Title: In A Single Bound: Losing My Leg, Finding Myself And Training For Life
Author: Sarah Reinertsen with Alan Goldsher
Publisher: Lyons Press
Price: $18.95 CAN / $16.95 US
“It is a waste of time to be angry about my disability. One has to get on with life and I haven’t done badly. People won’t have time for you if you are always angry or complaining.” ~ Stephen Hawking
VICKY: What would you do if you were born with a physical disability? I like to think that I’m a positive person and that I wouldn’t be that different than who I am now. Having said that, it’s much easier for me to say that because I’ve never had to deal and live with that kind of life event.
GRANT: I’m not sure either how I would cope with that kind of loss but I suppose it may be easier for a person to be born with a disability than to lose a limb later in life when you’ve had the benefit of using it. To me, that would be worse.

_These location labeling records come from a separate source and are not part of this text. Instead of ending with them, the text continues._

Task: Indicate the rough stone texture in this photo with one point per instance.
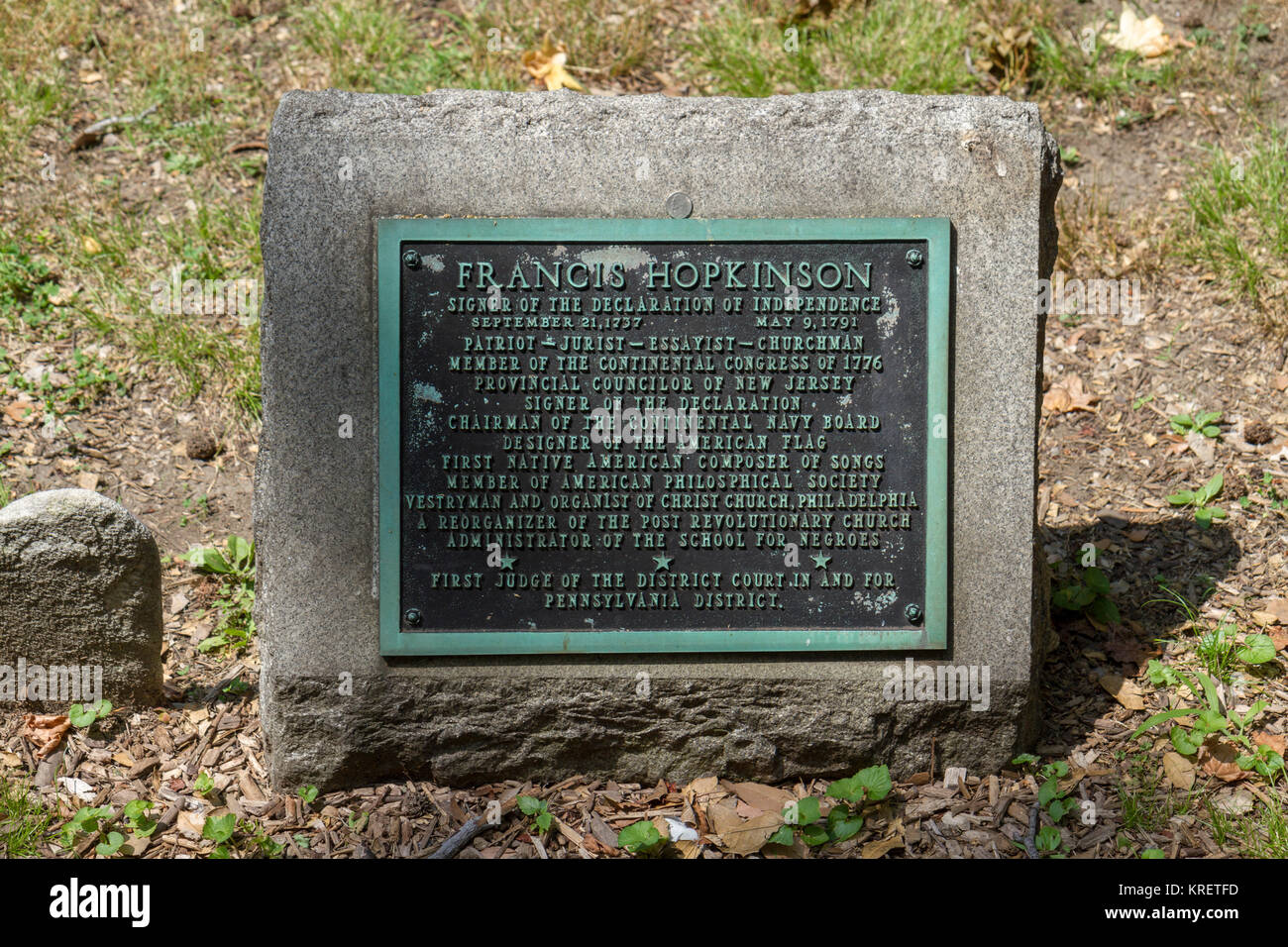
(984, 162)
(80, 583)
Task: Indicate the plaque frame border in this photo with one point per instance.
(931, 634)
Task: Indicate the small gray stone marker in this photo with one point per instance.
(336, 711)
(80, 589)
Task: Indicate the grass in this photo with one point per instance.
(907, 46)
(1237, 222)
(1263, 834)
(24, 823)
(1147, 802)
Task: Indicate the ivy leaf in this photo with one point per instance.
(1257, 650)
(1185, 744)
(875, 781)
(642, 836)
(814, 834)
(112, 845)
(209, 560)
(1048, 839)
(219, 828)
(841, 825)
(784, 836)
(1047, 791)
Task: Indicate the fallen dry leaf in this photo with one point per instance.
(1142, 37)
(1068, 394)
(1180, 771)
(1124, 690)
(46, 731)
(1275, 741)
(1218, 758)
(761, 797)
(1276, 608)
(21, 411)
(548, 64)
(742, 836)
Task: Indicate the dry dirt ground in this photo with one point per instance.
(1108, 457)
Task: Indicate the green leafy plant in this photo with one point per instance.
(642, 838)
(539, 812)
(1089, 594)
(88, 821)
(1211, 718)
(219, 830)
(1051, 797)
(1265, 761)
(1273, 497)
(1048, 840)
(136, 814)
(110, 845)
(844, 819)
(803, 815)
(1199, 499)
(235, 565)
(1206, 423)
(84, 716)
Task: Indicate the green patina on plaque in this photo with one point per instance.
(664, 436)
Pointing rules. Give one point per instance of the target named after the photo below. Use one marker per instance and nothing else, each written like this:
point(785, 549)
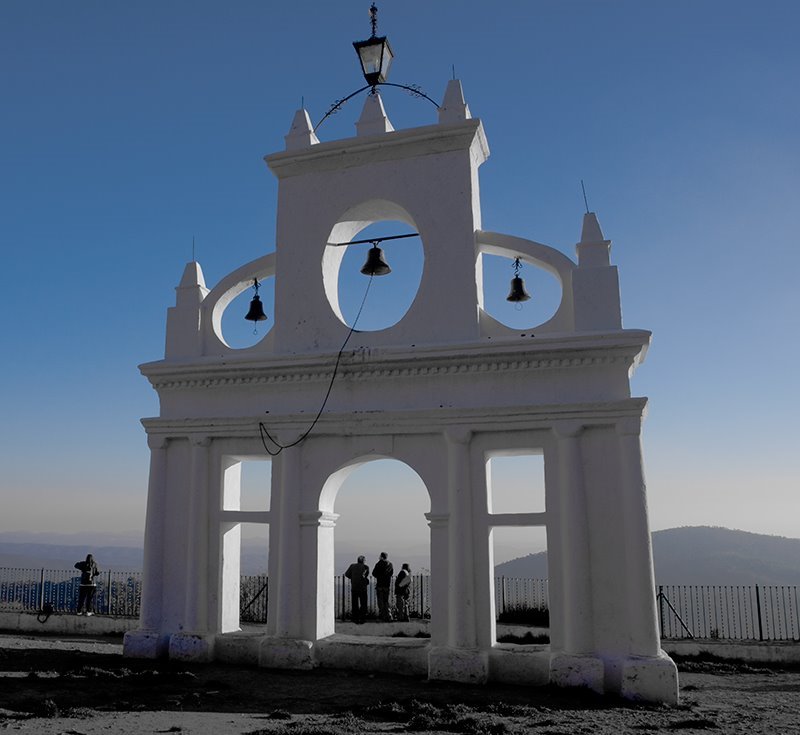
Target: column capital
point(568, 429)
point(438, 520)
point(318, 518)
point(458, 435)
point(630, 426)
point(157, 441)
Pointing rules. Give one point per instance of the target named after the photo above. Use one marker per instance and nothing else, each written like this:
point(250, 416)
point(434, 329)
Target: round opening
point(390, 296)
point(237, 331)
point(543, 287)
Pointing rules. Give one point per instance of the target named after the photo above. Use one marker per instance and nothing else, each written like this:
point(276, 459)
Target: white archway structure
point(443, 390)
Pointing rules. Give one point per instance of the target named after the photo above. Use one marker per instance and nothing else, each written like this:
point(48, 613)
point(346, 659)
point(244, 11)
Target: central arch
point(351, 497)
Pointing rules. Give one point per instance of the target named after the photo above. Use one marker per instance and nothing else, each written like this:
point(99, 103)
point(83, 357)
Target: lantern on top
point(375, 54)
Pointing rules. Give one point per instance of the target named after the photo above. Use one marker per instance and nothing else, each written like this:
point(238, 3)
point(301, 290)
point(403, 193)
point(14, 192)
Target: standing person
point(358, 574)
point(402, 592)
point(383, 573)
point(88, 586)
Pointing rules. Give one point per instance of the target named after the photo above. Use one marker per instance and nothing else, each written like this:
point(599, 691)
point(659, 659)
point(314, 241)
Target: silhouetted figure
point(88, 586)
point(402, 592)
point(383, 573)
point(358, 574)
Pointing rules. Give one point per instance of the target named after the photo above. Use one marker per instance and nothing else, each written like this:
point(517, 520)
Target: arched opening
point(542, 286)
point(391, 295)
point(381, 506)
point(237, 331)
point(245, 542)
point(516, 484)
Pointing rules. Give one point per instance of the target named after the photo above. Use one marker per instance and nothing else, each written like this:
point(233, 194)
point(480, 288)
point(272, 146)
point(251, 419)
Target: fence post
point(758, 610)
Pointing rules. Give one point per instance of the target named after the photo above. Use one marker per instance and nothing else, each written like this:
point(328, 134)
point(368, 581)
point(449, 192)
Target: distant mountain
point(701, 555)
point(688, 555)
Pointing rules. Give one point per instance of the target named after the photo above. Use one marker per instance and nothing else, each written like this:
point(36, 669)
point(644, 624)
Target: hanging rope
point(262, 429)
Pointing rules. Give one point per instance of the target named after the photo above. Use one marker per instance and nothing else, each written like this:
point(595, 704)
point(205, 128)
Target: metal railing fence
point(738, 612)
point(30, 590)
point(733, 612)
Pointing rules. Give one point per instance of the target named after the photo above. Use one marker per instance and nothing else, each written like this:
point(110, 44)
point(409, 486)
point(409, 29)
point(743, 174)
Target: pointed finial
point(373, 120)
point(454, 108)
point(301, 134)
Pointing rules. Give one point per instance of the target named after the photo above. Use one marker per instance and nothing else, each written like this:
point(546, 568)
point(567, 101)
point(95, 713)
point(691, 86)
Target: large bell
point(256, 313)
point(518, 292)
point(375, 265)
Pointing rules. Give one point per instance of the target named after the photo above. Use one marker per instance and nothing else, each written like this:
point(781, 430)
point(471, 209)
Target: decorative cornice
point(408, 422)
point(365, 364)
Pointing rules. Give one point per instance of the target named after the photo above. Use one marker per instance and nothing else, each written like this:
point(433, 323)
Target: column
point(286, 590)
point(641, 605)
point(148, 641)
point(195, 617)
point(316, 577)
point(460, 659)
point(440, 591)
point(461, 629)
point(573, 542)
point(155, 521)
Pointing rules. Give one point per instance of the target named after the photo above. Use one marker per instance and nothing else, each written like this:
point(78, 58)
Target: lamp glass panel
point(371, 58)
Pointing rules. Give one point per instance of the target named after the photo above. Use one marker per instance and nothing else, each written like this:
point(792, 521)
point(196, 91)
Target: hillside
point(702, 555)
point(688, 555)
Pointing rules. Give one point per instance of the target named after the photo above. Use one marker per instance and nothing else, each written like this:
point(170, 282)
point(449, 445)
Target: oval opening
point(237, 331)
point(390, 296)
point(544, 289)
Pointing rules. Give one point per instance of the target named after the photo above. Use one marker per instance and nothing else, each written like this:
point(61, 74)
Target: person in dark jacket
point(358, 574)
point(383, 573)
point(88, 586)
point(402, 592)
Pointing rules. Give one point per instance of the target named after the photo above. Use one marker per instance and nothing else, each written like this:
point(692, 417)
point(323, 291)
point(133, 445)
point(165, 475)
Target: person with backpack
point(383, 573)
point(402, 592)
point(358, 574)
point(88, 585)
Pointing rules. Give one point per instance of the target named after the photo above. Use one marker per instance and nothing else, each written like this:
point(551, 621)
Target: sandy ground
point(82, 686)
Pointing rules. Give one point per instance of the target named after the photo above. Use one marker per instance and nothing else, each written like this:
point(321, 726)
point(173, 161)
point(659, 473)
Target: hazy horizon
point(121, 166)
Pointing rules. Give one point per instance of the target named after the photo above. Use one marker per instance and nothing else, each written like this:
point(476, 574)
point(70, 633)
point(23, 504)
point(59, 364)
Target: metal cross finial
point(373, 19)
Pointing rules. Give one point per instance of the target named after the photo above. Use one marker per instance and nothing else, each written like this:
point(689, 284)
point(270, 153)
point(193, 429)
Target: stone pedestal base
point(569, 670)
point(198, 647)
point(650, 679)
point(286, 653)
point(465, 665)
point(144, 644)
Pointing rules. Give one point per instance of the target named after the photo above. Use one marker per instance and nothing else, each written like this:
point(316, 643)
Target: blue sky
point(128, 129)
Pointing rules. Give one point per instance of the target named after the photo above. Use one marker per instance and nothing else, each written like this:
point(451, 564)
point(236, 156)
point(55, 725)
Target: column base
point(198, 647)
point(571, 670)
point(465, 665)
point(286, 653)
point(145, 644)
point(650, 679)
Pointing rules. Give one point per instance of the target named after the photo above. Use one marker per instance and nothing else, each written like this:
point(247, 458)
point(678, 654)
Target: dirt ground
point(65, 686)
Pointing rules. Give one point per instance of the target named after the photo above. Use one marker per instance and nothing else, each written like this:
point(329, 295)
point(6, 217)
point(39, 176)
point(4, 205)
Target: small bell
point(375, 264)
point(518, 292)
point(256, 313)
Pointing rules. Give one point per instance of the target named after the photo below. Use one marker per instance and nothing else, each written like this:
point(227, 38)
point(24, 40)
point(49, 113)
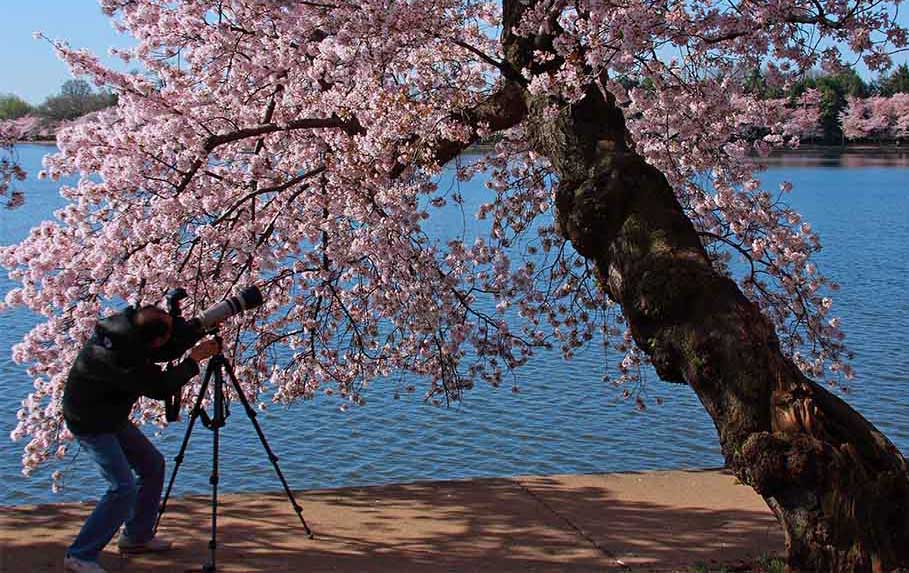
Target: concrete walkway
point(654, 521)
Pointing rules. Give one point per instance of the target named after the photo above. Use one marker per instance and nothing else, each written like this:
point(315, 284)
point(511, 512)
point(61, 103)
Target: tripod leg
point(218, 421)
point(251, 414)
point(178, 460)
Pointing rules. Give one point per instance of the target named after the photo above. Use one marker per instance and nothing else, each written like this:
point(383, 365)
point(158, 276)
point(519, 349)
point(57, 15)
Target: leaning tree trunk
point(839, 488)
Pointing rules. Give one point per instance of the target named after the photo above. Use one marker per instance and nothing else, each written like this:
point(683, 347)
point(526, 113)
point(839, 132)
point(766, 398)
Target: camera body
point(188, 332)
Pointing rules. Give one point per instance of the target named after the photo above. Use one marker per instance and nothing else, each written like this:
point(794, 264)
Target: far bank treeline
point(75, 99)
point(843, 107)
point(848, 109)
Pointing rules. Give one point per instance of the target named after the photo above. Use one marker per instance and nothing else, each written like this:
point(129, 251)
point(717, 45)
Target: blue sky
point(29, 67)
point(31, 70)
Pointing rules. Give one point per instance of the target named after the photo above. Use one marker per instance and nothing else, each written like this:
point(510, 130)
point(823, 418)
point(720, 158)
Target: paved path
point(660, 521)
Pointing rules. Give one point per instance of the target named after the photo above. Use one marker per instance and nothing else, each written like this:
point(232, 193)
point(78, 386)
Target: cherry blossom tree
point(298, 145)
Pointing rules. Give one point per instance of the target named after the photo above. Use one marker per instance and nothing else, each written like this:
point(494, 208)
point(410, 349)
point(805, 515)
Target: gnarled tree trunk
point(839, 488)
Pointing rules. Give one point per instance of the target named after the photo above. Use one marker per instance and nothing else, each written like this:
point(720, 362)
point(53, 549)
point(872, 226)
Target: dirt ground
point(653, 521)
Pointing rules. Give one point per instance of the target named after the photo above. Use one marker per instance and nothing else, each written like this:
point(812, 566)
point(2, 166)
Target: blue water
point(564, 419)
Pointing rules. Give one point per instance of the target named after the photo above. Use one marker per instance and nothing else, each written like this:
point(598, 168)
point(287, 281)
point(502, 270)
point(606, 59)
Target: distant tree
point(877, 118)
point(834, 89)
point(76, 98)
point(897, 82)
point(13, 107)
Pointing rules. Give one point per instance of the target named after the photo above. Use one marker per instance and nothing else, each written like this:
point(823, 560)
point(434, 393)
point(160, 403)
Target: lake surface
point(564, 419)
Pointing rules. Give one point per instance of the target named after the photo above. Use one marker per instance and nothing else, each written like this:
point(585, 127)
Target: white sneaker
point(79, 566)
point(153, 545)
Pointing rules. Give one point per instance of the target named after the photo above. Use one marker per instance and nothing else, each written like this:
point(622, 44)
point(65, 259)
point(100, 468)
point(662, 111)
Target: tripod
point(217, 365)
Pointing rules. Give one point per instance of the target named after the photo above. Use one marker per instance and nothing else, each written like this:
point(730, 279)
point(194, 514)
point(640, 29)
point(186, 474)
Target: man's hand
point(205, 349)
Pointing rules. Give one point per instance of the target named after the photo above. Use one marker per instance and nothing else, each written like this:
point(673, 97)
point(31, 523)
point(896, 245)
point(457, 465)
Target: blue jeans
point(130, 500)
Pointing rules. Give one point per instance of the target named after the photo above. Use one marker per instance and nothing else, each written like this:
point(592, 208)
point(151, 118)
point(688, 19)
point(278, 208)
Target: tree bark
point(839, 488)
point(837, 485)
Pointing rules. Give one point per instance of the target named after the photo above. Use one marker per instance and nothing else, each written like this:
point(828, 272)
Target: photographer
point(114, 368)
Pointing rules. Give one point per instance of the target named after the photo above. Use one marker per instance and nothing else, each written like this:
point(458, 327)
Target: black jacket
point(113, 369)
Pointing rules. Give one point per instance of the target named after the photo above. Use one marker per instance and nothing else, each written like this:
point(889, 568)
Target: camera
point(248, 298)
point(188, 332)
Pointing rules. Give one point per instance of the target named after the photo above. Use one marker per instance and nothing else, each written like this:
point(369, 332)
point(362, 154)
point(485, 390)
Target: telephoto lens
point(248, 298)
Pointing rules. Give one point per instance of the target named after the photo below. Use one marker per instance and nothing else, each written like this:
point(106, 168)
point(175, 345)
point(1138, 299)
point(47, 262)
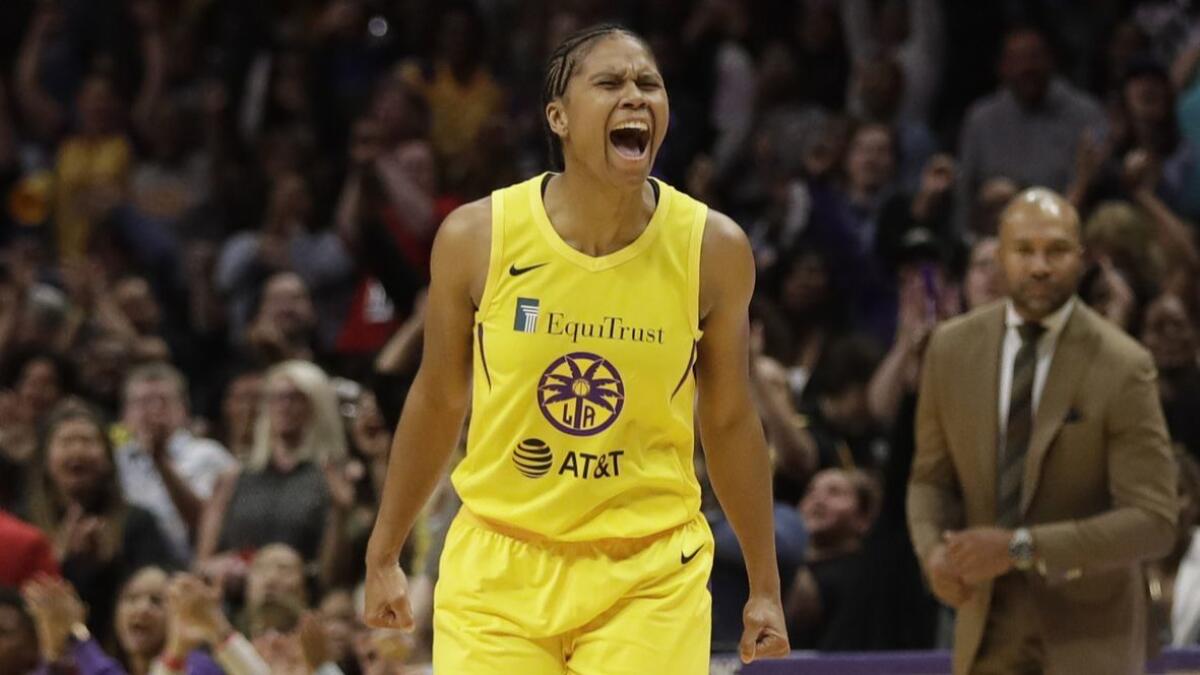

VICKY: I think in any case, it’s all about perspective and attitude. The inspiring Stephen Hawking has this to say about learning of his disability at the age of 21:
“The realisation that I had an incurable disease, that was likely to kill me in a few years, was a bit of a shock. How could something like that happen to me? Why should I be cut off like this? However, while I had been in hospital, I had seen a boy I vaguely knew die of leukaemia, in the bed opposite me. It had not been a pretty sight. Clearly there were people who were worse off than me. At least my condition didn’t make me feel sick. Whenever I feel inclined to be sorry for myself I remember that boy.”
GRANT: When you read Sarah’s book, did you get a sense she had that same attitude about being born with proximal femoral focal deficiency?
VICKY: Well, I think when you are born with a disability, your parents play a huge role in how you view yourself and the world around you. Here’s an excerpt from page 8 of her book where she talks about her mother to illustrate this:
“She’d tell me, ‘You can’t do anything about it. It’s not something that can be fixed with cough syrup. Go out and play, and have fun, and don’t worry about it.’ She also compared my leg to my dad’s glasses. ‘Your father needs his glasses to see, just like you need your brace to walk. It’s no big deal.”
GRANT: That’s amazing because I’m sure it’s difficult for the parent too.
VICKY: Yes, also at p. 8 she talked about how other parents would:
“…put them in long dresses in order to hide the handicap, almost instilling in them shame about their missing leg.”
GRANT: Times were different in the mid-seventies. Thank gawd parents have access to so much information and resources nowadays.
VICKY: Exactly. They are far less isolated than in the past. Of course this is also thanks to individuals like Sarah who have paved the way and shown the world they are just like everyone else and quite capable of completing an Ironman for example.
GRANT: Let’s talk about that. How did she even get the idea of doing a triathlon?